A Pfizer spokeswoman said via email, “Our hope is that if more people understand what it takes to bring a new medicine to patients, that together we can create a better environment for discovering treatments today and in the future.”

The campaign includes print and digital ads that bowed in March. Along with the new TV work, new video and social content has made a debut, including a microdocumentary featuring a meeting between Pfizer’s oncology R&D chief and a lung cancer patient.

Using scientists is a tried-and-true approach for pharma companies to humanize what they do and create empathy.

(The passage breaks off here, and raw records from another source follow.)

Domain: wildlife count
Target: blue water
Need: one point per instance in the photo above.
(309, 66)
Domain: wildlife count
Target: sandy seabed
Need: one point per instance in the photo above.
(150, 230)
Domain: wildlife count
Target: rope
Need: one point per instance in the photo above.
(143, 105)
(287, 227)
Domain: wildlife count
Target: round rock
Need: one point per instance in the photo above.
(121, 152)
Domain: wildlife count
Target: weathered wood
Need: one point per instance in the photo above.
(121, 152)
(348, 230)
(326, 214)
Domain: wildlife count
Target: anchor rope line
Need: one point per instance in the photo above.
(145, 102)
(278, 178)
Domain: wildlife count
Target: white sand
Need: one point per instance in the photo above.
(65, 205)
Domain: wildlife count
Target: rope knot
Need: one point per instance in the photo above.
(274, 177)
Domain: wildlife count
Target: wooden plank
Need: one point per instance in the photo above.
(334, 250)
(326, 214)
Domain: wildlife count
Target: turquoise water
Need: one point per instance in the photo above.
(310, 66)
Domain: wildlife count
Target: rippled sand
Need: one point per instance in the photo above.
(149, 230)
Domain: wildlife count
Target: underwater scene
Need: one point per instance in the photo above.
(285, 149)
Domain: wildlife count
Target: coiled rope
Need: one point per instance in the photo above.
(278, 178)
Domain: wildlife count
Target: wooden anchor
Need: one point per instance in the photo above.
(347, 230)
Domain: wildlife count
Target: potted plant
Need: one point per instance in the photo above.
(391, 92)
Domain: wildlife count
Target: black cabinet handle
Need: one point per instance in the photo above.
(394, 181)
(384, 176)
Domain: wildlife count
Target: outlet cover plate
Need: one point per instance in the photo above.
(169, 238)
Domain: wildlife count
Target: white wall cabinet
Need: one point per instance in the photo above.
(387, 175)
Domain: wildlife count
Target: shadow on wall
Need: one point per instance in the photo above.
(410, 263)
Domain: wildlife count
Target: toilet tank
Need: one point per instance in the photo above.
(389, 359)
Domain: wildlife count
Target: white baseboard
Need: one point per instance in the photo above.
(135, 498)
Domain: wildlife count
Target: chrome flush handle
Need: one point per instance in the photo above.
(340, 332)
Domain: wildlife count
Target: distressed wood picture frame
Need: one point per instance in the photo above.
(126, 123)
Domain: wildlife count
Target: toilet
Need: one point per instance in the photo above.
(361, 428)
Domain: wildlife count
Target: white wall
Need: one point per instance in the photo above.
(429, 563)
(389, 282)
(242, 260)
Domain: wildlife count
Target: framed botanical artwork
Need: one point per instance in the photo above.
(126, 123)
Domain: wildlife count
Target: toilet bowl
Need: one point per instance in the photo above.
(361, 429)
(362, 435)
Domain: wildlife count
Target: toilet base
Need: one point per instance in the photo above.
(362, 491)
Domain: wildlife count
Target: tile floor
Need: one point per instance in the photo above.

Other industries have used employees in their ads, sometimes as a tactic in crisis communications; remember the BP employees who stood up in its ads after the Gulf oil well crisis? Pizza Hut and Domino’s have made similar ads.

And pharma is definitely in crisis, thanks to politicians’ pre-election bashing, increasing drug cost criticisms and M&As gone awry.

Pfizer, like other drug companies and brands, pays attention to its reputation, and this is likely one of its responses to the current climate, reminding consumers and doctors about its hard-working employees and hard-won drug developments.

One of the Pfizer scientists in the ad, Casey Quinlan, a biochemist who works in the early discovery stages of new cancer medicines, wrote via email about her job, “When you work on the minutia, it’s easy to forget that you’re part of the greater scientific and medical discourse, but at Pfizer we never forget that. We are all part of a large collaborative effort working toward cancer medicines for patients, and that is part of our daily mission.”